Guidry raised his gaze from my chest and said, “You want a drink? They have cheap white wine, cheap red wine, and something in a punch bowl that I think is supposed to be Sangria.”
“White, please.”
He disappeared into the crowd, leaving me to continue chasing the same question that had been racing through my mind since Thursday night. How could I have liked Laura Halston so much? How could I have felt such a strong connection to her? Not just when I first met her, when she’d been bright and funny and warm and sympathetic, but after I’d learned that she was a liar and a thief. Even then, I’d felt empathy for her.

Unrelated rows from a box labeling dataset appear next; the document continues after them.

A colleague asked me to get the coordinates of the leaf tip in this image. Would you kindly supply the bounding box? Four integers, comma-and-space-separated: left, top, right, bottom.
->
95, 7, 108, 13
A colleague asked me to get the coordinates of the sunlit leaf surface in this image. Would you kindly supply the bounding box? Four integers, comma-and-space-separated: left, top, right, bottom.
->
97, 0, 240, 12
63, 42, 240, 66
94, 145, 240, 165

Millions of people fall under the spell of skilled con artists—that’s why they’re called artists—but my attraction to Laura had been more than a rube falling under the influence of a slick charmer. It hadn’t been sexual, that much I knew. I’d enjoyed her beauty, but I hadn’t wanted her in a sexual way. And while it was true that I was nostalgic for woman talk and woman confidences, that wasn’t the whole story, and I knew it.
I caught a glimpse of Guidry threading his way through the crowd with a wineglass in each hand, and in the next moment I had a clear-eyed look at myself. I’d been drawn to Laura Halston for the same reason I was drawn to Guidry. We each had come to it from different places and by different routes, but all three of us were attracted to the edge of danger.